I was thoroughly lost, and despairing. I’d seen enough of miracles. I desired nothing more than to return to my little flat in Foyle. To dally with my favorite girls and boys. To dispute philosophical abstractions with my friends of the Atlas, about whom I had grown sentimental. Even to return to my comfortable little cell, and my writing paper, and the company of my doppelganger. Perhaps he, I thought, my doppelganger, had been released in my place— Olympia would surely have procured my release by then, I thought, at Sessions or Assizes or Common Pleas or Oyer and Terminer; the rattling rusty wheels of Law would have turned. And my doppel-ganger would have gone out into the city in my skin, to enjoy the simple pleasures of my life, while I had taken his place among the unreal creatures of the uncanny prison that spawned him.

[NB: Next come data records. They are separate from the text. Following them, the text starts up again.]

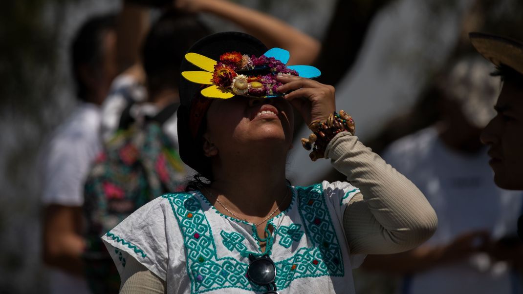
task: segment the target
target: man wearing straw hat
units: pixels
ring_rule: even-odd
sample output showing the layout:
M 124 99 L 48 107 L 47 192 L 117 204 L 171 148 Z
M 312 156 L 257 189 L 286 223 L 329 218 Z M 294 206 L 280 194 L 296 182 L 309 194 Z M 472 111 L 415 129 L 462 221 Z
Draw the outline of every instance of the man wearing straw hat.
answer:
M 501 93 L 494 109 L 497 115 L 483 130 L 481 141 L 489 146 L 489 164 L 499 187 L 523 190 L 523 43 L 483 33 L 470 34 L 472 45 L 501 77 Z M 518 221 L 523 240 L 523 217 Z
M 494 109 L 497 115 L 483 130 L 490 147 L 489 163 L 500 187 L 523 190 L 523 43 L 482 33 L 471 33 L 476 49 L 497 68 L 503 88 Z

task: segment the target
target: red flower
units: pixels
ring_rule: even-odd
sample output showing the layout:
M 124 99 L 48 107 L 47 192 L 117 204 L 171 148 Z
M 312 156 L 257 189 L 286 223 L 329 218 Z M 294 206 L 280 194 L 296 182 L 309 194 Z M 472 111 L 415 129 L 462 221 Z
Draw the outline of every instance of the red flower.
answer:
M 219 63 L 214 67 L 212 74 L 212 83 L 216 86 L 228 88 L 232 80 L 237 74 L 234 70 L 223 64 Z
M 165 157 L 164 156 L 163 154 L 160 154 L 158 156 L 158 160 L 156 160 L 156 172 L 158 173 L 160 180 L 164 183 L 169 181 L 169 173 L 165 167 L 167 161 L 165 160 Z
M 240 52 L 232 52 L 223 53 L 220 56 L 220 61 L 228 63 L 235 64 L 242 61 L 243 57 Z

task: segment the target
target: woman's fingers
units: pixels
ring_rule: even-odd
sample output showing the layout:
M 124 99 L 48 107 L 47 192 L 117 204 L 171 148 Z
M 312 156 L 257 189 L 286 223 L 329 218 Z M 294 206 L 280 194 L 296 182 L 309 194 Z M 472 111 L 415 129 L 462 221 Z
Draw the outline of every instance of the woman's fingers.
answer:
M 286 94 L 283 98 L 288 100 L 292 100 L 295 98 L 304 98 L 309 99 L 314 96 L 316 90 L 311 88 L 300 88 L 294 90 L 288 94 Z
M 314 120 L 325 120 L 336 110 L 334 87 L 295 76 L 278 76 L 277 78 L 283 84 L 278 91 L 288 93 L 283 98 L 298 110 L 307 124 Z
M 324 86 L 315 80 L 295 76 L 278 76 L 277 78 L 283 83 L 283 85 L 278 88 L 278 91 L 280 93 L 286 93 L 300 88 L 320 88 Z

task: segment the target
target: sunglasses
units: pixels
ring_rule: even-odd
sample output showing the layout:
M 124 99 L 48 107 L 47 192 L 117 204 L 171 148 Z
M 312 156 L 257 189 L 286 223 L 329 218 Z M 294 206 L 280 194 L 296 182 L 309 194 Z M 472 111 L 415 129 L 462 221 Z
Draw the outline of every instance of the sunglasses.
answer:
M 267 254 L 256 257 L 249 254 L 249 266 L 247 268 L 247 278 L 251 281 L 267 287 L 268 291 L 264 294 L 279 294 L 276 291 L 276 266 Z

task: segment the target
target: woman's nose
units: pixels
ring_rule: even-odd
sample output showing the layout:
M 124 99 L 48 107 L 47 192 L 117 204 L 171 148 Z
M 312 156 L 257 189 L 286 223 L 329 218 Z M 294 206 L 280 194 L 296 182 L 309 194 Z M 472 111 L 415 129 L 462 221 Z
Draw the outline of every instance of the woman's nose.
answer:
M 249 100 L 249 106 L 256 106 L 261 104 L 271 104 L 271 102 L 269 100 L 270 100 L 270 99 L 252 98 Z

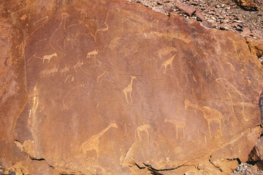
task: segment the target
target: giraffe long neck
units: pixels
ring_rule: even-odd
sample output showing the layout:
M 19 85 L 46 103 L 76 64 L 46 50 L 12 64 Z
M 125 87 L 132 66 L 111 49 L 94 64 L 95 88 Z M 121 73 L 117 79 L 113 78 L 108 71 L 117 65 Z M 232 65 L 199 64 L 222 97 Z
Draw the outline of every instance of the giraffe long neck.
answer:
M 105 129 L 103 129 L 102 131 L 100 131 L 98 134 L 96 135 L 97 138 L 100 138 L 101 135 L 103 135 L 105 133 L 107 132 L 112 126 L 110 125 Z

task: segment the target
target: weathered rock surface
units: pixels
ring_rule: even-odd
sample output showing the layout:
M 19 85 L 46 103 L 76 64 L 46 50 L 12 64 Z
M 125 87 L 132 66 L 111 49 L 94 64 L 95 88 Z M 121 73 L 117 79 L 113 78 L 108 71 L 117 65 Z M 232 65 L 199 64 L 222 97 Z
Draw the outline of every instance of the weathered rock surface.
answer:
M 227 174 L 247 160 L 263 74 L 245 38 L 122 1 L 0 5 L 2 172 Z
M 253 0 L 235 0 L 238 6 L 248 11 L 258 11 L 259 6 Z

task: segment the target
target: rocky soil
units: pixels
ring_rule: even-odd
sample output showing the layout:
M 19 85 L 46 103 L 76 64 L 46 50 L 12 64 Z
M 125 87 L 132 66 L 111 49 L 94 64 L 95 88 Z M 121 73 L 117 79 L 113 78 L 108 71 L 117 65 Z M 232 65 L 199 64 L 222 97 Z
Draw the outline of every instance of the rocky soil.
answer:
M 230 30 L 247 38 L 262 41 L 263 1 L 254 1 L 252 8 L 240 6 L 238 1 L 233 0 L 128 0 L 141 4 L 156 11 L 168 16 L 174 13 L 189 20 L 203 22 L 203 25 L 221 30 Z M 187 6 L 185 6 L 185 4 Z M 251 4 L 250 4 L 251 5 Z M 253 6 L 257 9 L 253 9 Z M 254 7 L 255 7 L 254 6 Z M 206 20 L 207 23 L 204 23 Z M 207 23 L 209 24 L 207 25 Z M 262 56 L 259 56 L 263 63 Z M 254 150 L 254 151 L 253 151 Z M 250 154 L 247 163 L 241 163 L 231 175 L 263 174 L 262 162 L 255 164 L 260 158 L 255 153 L 255 148 Z M 253 164 L 253 166 L 252 164 Z
M 231 30 L 244 37 L 262 39 L 262 5 L 263 1 L 256 0 L 257 11 L 247 11 L 239 6 L 233 0 L 128 0 L 143 4 L 166 15 L 173 12 L 185 18 L 197 20 L 197 12 L 200 11 L 204 19 L 213 28 L 223 30 Z M 194 8 L 197 12 L 192 16 L 177 8 L 180 3 Z

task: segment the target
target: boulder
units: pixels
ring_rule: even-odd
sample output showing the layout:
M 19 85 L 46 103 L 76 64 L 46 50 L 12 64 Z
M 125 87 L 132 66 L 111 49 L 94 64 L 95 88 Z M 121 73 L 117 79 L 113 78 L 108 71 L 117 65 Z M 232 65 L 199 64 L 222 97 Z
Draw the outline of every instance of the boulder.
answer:
M 235 0 L 238 6 L 247 11 L 258 11 L 259 9 L 253 0 Z
M 227 174 L 247 159 L 263 73 L 244 37 L 122 0 L 0 12 L 1 172 Z

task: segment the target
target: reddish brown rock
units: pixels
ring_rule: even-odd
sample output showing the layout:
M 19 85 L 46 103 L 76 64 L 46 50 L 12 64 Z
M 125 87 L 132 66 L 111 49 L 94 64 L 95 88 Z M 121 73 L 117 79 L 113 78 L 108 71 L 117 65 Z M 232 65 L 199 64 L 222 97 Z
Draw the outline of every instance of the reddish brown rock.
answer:
M 259 6 L 253 0 L 235 0 L 238 6 L 248 11 L 258 11 Z
M 197 10 L 195 15 L 201 21 L 203 21 L 204 20 L 204 16 L 203 16 L 203 13 L 201 13 L 200 10 Z
M 256 54 L 258 58 L 263 55 L 263 41 L 257 40 L 250 37 L 245 37 L 251 52 Z
M 243 37 L 119 0 L 0 8 L 0 171 L 226 174 L 247 159 L 263 74 Z
M 192 16 L 194 13 L 196 11 L 196 9 L 193 7 L 192 7 L 191 6 L 189 5 L 187 5 L 185 3 L 179 3 L 176 7 L 182 11 L 184 11 L 186 13 L 187 13 L 189 16 Z

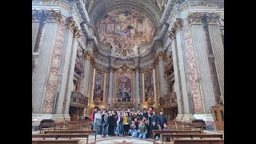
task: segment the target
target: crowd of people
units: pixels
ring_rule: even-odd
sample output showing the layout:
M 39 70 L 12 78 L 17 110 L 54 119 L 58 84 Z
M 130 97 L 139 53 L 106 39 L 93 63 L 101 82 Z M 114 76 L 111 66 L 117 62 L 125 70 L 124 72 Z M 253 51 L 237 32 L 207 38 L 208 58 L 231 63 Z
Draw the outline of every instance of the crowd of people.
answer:
M 155 138 L 158 140 L 159 134 L 152 138 L 153 130 L 170 130 L 167 126 L 167 118 L 160 112 L 157 115 L 152 107 L 148 110 L 139 109 L 136 111 L 128 110 L 106 110 L 97 108 L 91 113 L 91 129 L 96 130 L 95 137 L 106 136 L 132 136 L 139 138 Z M 167 138 L 166 141 L 170 141 Z

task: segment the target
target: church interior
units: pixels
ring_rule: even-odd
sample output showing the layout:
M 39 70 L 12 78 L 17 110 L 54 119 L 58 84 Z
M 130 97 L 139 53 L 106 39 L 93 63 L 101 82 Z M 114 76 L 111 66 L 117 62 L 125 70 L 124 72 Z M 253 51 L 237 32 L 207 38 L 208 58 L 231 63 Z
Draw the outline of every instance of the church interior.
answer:
M 32 0 L 32 143 L 224 144 L 224 0 Z

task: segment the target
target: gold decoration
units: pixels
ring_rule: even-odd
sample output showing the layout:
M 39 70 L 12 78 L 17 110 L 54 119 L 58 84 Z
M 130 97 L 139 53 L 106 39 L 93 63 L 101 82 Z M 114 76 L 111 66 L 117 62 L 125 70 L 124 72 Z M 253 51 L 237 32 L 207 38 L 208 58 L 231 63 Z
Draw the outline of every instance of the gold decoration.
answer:
M 134 68 L 134 71 L 135 73 L 138 73 L 138 72 L 139 71 L 138 67 Z
M 166 54 L 162 51 L 159 51 L 158 53 L 158 57 L 159 60 L 164 60 L 166 58 Z
M 121 65 L 120 67 L 118 70 L 118 73 L 128 73 L 131 74 L 130 68 L 127 65 Z
M 202 24 L 202 18 L 203 18 L 203 13 L 190 13 L 187 18 L 189 23 L 191 24 Z
M 122 56 L 126 57 L 127 54 L 128 54 L 128 52 L 127 52 L 126 50 L 124 49 L 124 50 L 122 50 Z
M 83 58 L 90 60 L 91 58 L 91 51 L 85 51 L 83 54 Z
M 116 70 L 116 69 L 114 67 L 112 67 L 112 66 L 110 67 L 110 71 L 111 73 L 114 73 L 115 70 Z
M 82 36 L 82 32 L 80 30 L 78 30 L 78 26 L 74 20 L 74 17 L 67 18 L 66 22 L 68 24 L 68 27 L 72 30 L 71 31 L 73 32 L 73 37 L 79 38 Z
M 218 13 L 206 13 L 206 18 L 207 18 L 208 24 L 218 25 L 220 19 L 220 14 Z

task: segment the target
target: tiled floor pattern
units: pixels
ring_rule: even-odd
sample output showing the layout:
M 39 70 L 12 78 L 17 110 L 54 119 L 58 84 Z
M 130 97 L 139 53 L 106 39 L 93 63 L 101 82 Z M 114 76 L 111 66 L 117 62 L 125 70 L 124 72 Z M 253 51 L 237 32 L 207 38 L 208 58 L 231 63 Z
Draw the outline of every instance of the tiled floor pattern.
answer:
M 204 131 L 206 134 L 221 134 L 212 131 Z M 38 134 L 38 131 L 32 132 L 32 134 Z M 73 138 L 72 138 L 73 139 Z M 86 143 L 86 138 L 74 138 L 74 139 L 81 139 L 81 144 Z M 102 137 L 98 135 L 96 138 L 96 144 L 153 144 L 152 139 L 139 139 L 138 138 L 132 138 L 131 136 L 126 137 Z M 190 138 L 189 138 L 190 139 Z M 155 141 L 154 143 L 161 143 L 161 141 Z M 164 144 L 172 144 L 172 142 L 164 142 Z M 89 144 L 94 144 L 94 137 L 90 134 L 89 137 Z

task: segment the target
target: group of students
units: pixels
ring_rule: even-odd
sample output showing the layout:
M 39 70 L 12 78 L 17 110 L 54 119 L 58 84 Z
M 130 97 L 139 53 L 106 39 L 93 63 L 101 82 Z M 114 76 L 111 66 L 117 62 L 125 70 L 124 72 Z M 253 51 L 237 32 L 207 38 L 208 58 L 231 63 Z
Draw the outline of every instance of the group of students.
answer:
M 96 130 L 98 136 L 132 136 L 139 138 L 153 138 L 153 130 L 170 130 L 167 126 L 167 118 L 160 112 L 157 115 L 152 107 L 140 112 L 128 110 L 106 110 L 97 108 L 91 113 L 91 129 Z M 96 136 L 96 134 L 94 136 Z M 154 138 L 158 140 L 159 134 Z M 170 141 L 167 138 L 166 141 Z

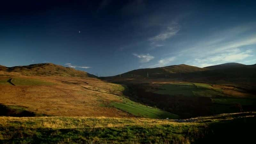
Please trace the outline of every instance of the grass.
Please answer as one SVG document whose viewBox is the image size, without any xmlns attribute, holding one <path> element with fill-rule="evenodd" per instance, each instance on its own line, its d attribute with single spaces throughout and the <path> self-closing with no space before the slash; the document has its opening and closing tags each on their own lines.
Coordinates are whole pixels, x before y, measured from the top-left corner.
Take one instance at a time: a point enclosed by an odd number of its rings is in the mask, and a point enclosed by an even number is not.
<svg viewBox="0 0 256 144">
<path fill-rule="evenodd" d="M 52 85 L 55 84 L 39 79 L 17 78 L 13 79 L 12 82 L 15 85 Z"/>
<path fill-rule="evenodd" d="M 210 84 L 198 83 L 176 83 L 162 85 L 154 92 L 162 94 L 182 95 L 185 96 L 212 97 L 223 96 L 219 90 L 215 90 Z"/>
<path fill-rule="evenodd" d="M 178 115 L 169 112 L 142 105 L 117 102 L 113 103 L 111 105 L 115 108 L 138 116 L 152 118 L 177 119 L 179 117 Z"/>
<path fill-rule="evenodd" d="M 212 99 L 214 103 L 226 105 L 240 104 L 242 105 L 252 105 L 256 104 L 256 100 L 231 98 L 214 98 Z"/>
<path fill-rule="evenodd" d="M 193 119 L 194 122 L 186 123 L 147 118 L 0 117 L 0 141 L 190 144 L 209 143 L 213 140 L 216 143 L 223 141 L 219 137 L 225 137 L 229 142 L 232 140 L 237 141 L 238 138 L 244 142 L 249 139 L 244 139 L 244 135 L 253 134 L 250 131 L 255 128 L 255 115 L 254 113 L 221 115 L 196 118 Z"/>
</svg>

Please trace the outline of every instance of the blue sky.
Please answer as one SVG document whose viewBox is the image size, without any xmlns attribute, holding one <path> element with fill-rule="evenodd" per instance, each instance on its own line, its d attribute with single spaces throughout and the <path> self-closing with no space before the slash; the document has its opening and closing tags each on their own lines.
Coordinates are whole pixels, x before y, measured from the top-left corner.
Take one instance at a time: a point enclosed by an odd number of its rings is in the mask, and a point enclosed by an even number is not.
<svg viewBox="0 0 256 144">
<path fill-rule="evenodd" d="M 52 62 L 109 76 L 256 63 L 254 1 L 29 1 L 0 6 L 0 65 Z"/>
</svg>

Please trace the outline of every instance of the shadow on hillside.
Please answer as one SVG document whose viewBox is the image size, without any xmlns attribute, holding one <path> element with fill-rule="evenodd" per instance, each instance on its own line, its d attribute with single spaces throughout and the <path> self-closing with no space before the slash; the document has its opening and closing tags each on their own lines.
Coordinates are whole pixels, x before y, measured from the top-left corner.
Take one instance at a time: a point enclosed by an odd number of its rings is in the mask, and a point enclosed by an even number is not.
<svg viewBox="0 0 256 144">
<path fill-rule="evenodd" d="M 36 114 L 33 112 L 23 109 L 11 108 L 0 104 L 0 116 L 23 117 L 36 116 Z"/>
<path fill-rule="evenodd" d="M 213 123 L 194 143 L 251 143 L 255 141 L 256 117 L 237 118 Z"/>
<path fill-rule="evenodd" d="M 126 81 L 125 79 L 120 79 L 119 81 L 108 79 L 102 80 L 126 85 L 123 94 L 133 101 L 176 114 L 182 118 L 256 109 L 254 105 L 214 103 L 209 97 L 170 95 L 153 93 L 147 91 L 149 87 L 147 84 L 143 84 L 143 80 L 141 82 L 135 83 Z"/>
</svg>

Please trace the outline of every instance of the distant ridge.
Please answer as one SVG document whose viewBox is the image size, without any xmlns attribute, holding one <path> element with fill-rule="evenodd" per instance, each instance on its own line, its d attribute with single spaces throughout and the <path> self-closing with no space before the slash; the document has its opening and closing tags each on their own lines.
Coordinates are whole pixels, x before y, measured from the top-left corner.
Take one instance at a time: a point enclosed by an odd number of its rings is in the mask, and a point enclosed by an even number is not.
<svg viewBox="0 0 256 144">
<path fill-rule="evenodd" d="M 33 64 L 28 66 L 6 67 L 0 66 L 0 71 L 20 73 L 25 76 L 60 76 L 79 77 L 96 77 L 86 72 L 52 63 Z"/>
<path fill-rule="evenodd" d="M 147 76 L 148 73 L 149 76 L 150 76 L 163 77 L 169 74 L 202 71 L 207 69 L 182 64 L 154 68 L 136 69 L 122 74 L 121 75 L 123 76 L 130 76 L 132 74 L 135 76 Z"/>
<path fill-rule="evenodd" d="M 230 68 L 242 68 L 246 67 L 247 65 L 236 62 L 230 62 L 220 65 L 210 66 L 204 68 L 212 69 L 221 69 Z"/>
</svg>

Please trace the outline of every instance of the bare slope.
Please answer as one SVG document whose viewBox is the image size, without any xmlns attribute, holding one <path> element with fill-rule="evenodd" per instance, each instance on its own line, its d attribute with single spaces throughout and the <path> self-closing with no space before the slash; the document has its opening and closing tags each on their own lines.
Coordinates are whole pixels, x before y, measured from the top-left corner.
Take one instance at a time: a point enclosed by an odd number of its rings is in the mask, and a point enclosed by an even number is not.
<svg viewBox="0 0 256 144">
<path fill-rule="evenodd" d="M 178 73 L 188 73 L 202 71 L 207 69 L 185 64 L 173 65 L 154 68 L 142 68 L 136 69 L 122 74 L 123 76 L 147 76 L 148 73 L 149 76 L 161 77 L 166 75 Z"/>
<path fill-rule="evenodd" d="M 236 63 L 236 62 L 230 62 L 221 64 L 220 65 L 209 66 L 209 67 L 205 67 L 204 68 L 212 69 L 221 69 L 233 68 L 243 68 L 246 67 L 247 66 L 246 65 L 241 64 L 241 63 Z"/>
<path fill-rule="evenodd" d="M 51 63 L 34 64 L 12 67 L 6 67 L 1 66 L 0 71 L 20 73 L 22 75 L 27 76 L 95 77 L 84 71 Z"/>
</svg>

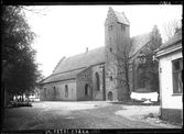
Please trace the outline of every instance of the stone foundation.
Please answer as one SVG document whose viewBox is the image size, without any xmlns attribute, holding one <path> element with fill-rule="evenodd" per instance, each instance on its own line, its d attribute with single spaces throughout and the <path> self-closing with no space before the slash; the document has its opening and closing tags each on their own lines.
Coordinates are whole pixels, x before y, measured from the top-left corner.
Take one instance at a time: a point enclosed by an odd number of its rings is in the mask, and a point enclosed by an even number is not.
<svg viewBox="0 0 184 134">
<path fill-rule="evenodd" d="M 181 109 L 161 109 L 161 119 L 181 123 L 183 122 L 183 111 Z"/>
</svg>

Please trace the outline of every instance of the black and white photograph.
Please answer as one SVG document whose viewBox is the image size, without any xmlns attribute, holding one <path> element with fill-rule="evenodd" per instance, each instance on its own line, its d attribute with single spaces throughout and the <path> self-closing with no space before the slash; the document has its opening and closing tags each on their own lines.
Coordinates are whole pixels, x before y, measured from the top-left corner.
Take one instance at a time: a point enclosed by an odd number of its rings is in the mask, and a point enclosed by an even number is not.
<svg viewBox="0 0 184 134">
<path fill-rule="evenodd" d="M 182 3 L 2 4 L 2 132 L 182 130 Z"/>
</svg>

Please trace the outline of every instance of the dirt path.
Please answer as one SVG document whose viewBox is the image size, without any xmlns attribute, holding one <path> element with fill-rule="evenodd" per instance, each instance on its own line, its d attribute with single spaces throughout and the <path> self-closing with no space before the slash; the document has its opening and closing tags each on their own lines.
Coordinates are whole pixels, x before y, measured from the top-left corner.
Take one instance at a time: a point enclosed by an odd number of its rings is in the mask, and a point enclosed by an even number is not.
<svg viewBox="0 0 184 134">
<path fill-rule="evenodd" d="M 156 112 L 156 107 L 153 108 Z M 166 127 L 166 125 L 156 125 L 141 120 L 140 116 L 142 113 L 147 113 L 149 110 L 151 109 L 111 104 L 104 101 L 35 102 L 32 108 L 13 108 L 6 110 L 3 129 L 45 130 Z"/>
</svg>

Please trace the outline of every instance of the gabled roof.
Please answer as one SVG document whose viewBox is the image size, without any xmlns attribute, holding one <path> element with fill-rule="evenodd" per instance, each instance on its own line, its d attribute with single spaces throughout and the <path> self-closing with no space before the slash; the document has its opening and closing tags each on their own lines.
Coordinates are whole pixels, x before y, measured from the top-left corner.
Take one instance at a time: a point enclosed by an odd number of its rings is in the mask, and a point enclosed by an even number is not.
<svg viewBox="0 0 184 134">
<path fill-rule="evenodd" d="M 55 69 L 54 74 L 104 63 L 105 62 L 104 54 L 105 54 L 105 47 L 101 46 L 79 55 L 64 58 Z"/>
<path fill-rule="evenodd" d="M 76 75 L 78 72 L 80 72 L 83 69 L 76 69 L 76 70 L 72 70 L 72 71 L 67 71 L 67 72 L 53 74 L 50 77 L 47 77 L 42 83 L 75 79 Z"/>
<path fill-rule="evenodd" d="M 105 63 L 105 47 L 98 47 L 89 52 L 63 58 L 54 72 L 42 83 L 76 78 L 76 75 L 85 68 Z"/>
<path fill-rule="evenodd" d="M 128 21 L 128 19 L 126 18 L 125 13 L 119 13 L 117 11 L 113 11 L 117 19 L 118 19 L 118 22 L 120 23 L 123 23 L 123 24 L 127 24 L 127 25 L 130 25 L 130 22 Z"/>
<path fill-rule="evenodd" d="M 161 51 L 161 49 L 164 49 L 166 47 L 170 47 L 170 46 L 176 44 L 177 42 L 182 42 L 182 29 L 180 29 L 175 33 L 175 35 L 172 38 L 170 38 L 166 43 L 164 43 L 163 45 L 161 45 L 158 51 Z"/>
<path fill-rule="evenodd" d="M 131 37 L 130 56 L 133 56 L 139 49 L 150 42 L 150 32 Z"/>
</svg>

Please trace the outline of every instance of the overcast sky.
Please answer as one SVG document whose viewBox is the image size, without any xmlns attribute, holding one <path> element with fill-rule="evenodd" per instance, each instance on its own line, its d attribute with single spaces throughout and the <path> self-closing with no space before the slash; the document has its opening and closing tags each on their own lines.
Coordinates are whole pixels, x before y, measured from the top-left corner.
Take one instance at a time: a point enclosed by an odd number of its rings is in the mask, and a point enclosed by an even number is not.
<svg viewBox="0 0 184 134">
<path fill-rule="evenodd" d="M 52 5 L 43 13 L 28 13 L 32 31 L 39 36 L 32 45 L 37 51 L 36 60 L 45 77 L 50 76 L 59 59 L 85 53 L 105 45 L 105 19 L 109 7 L 125 12 L 130 22 L 130 36 L 150 32 L 158 25 L 182 19 L 182 5 Z M 36 9 L 44 9 L 37 7 Z"/>
</svg>

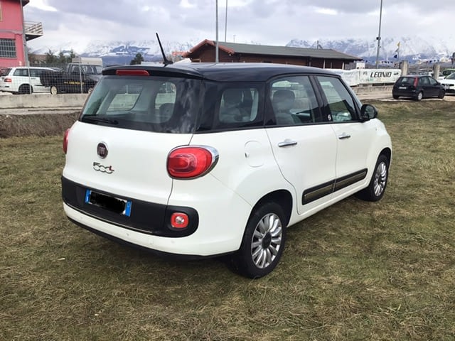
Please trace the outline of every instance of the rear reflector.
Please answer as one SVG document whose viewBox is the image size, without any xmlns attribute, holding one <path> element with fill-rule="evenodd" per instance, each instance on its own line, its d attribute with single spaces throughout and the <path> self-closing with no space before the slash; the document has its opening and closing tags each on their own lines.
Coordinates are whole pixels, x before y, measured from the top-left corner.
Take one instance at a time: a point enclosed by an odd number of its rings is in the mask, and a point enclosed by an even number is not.
<svg viewBox="0 0 455 341">
<path fill-rule="evenodd" d="M 190 222 L 188 215 L 176 212 L 171 216 L 171 226 L 174 229 L 186 229 Z"/>
<path fill-rule="evenodd" d="M 117 70 L 115 71 L 117 76 L 148 76 L 149 72 L 146 70 Z"/>
</svg>

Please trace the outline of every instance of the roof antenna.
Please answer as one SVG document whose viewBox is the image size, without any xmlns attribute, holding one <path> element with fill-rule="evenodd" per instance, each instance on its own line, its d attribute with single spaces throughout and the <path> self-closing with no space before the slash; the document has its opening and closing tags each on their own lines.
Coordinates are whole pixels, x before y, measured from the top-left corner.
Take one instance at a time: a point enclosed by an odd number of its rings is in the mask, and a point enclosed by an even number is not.
<svg viewBox="0 0 455 341">
<path fill-rule="evenodd" d="M 158 43 L 159 44 L 159 48 L 161 49 L 161 54 L 163 55 L 163 64 L 164 66 L 168 65 L 169 64 L 173 64 L 173 62 L 169 60 L 166 58 L 166 55 L 164 54 L 164 50 L 163 50 L 163 45 L 161 45 L 161 41 L 159 40 L 159 36 L 158 36 L 158 33 L 156 34 L 156 38 L 158 39 Z"/>
</svg>

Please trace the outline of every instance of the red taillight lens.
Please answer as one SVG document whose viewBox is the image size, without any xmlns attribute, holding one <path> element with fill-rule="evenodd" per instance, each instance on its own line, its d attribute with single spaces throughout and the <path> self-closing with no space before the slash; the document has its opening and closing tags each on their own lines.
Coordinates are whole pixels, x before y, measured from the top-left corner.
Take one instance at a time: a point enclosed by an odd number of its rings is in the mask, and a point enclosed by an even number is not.
<svg viewBox="0 0 455 341">
<path fill-rule="evenodd" d="M 190 223 L 188 215 L 176 212 L 171 216 L 171 226 L 174 229 L 186 229 Z"/>
<path fill-rule="evenodd" d="M 198 178 L 210 171 L 218 160 L 218 153 L 211 147 L 178 147 L 168 156 L 168 173 L 178 179 Z"/>
<path fill-rule="evenodd" d="M 148 76 L 149 72 L 146 70 L 117 70 L 115 71 L 117 76 Z"/>
<path fill-rule="evenodd" d="M 66 129 L 65 135 L 63 135 L 63 153 L 66 154 L 66 151 L 68 150 L 68 135 L 70 134 L 70 129 Z"/>
</svg>

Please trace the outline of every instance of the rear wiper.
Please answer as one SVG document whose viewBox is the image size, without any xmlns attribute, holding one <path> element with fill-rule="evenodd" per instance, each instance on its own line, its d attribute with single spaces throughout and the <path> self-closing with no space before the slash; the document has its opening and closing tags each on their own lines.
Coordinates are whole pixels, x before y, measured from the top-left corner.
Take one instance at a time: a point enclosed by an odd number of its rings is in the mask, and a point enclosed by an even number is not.
<svg viewBox="0 0 455 341">
<path fill-rule="evenodd" d="M 106 119 L 105 117 L 98 117 L 97 116 L 84 116 L 82 118 L 82 121 L 92 121 L 92 122 L 103 122 L 108 123 L 109 124 L 118 124 L 119 121 L 117 119 Z"/>
</svg>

Yet where was the way back? Where was the way forward? I pressed on, hopelessly lost.

I was fleeing when Shay found me. There was a place where white-coated men and women moved slowly, silently,
dutifully
through the corridors, making notes, communicating in curt nods that all was to their satisfaction. Slope-browed and red-eyed! So long as you passed among them slowly, head down, in silence, and gave no cause for alarm, they seemed not to notice you as an intruder. If your nerve or your patience broke and you stepped too quickly, they turned on you in sudden savagery; beneath their white coats they carried sharp instruments of surgery. Do not disturb the silence of those doctors!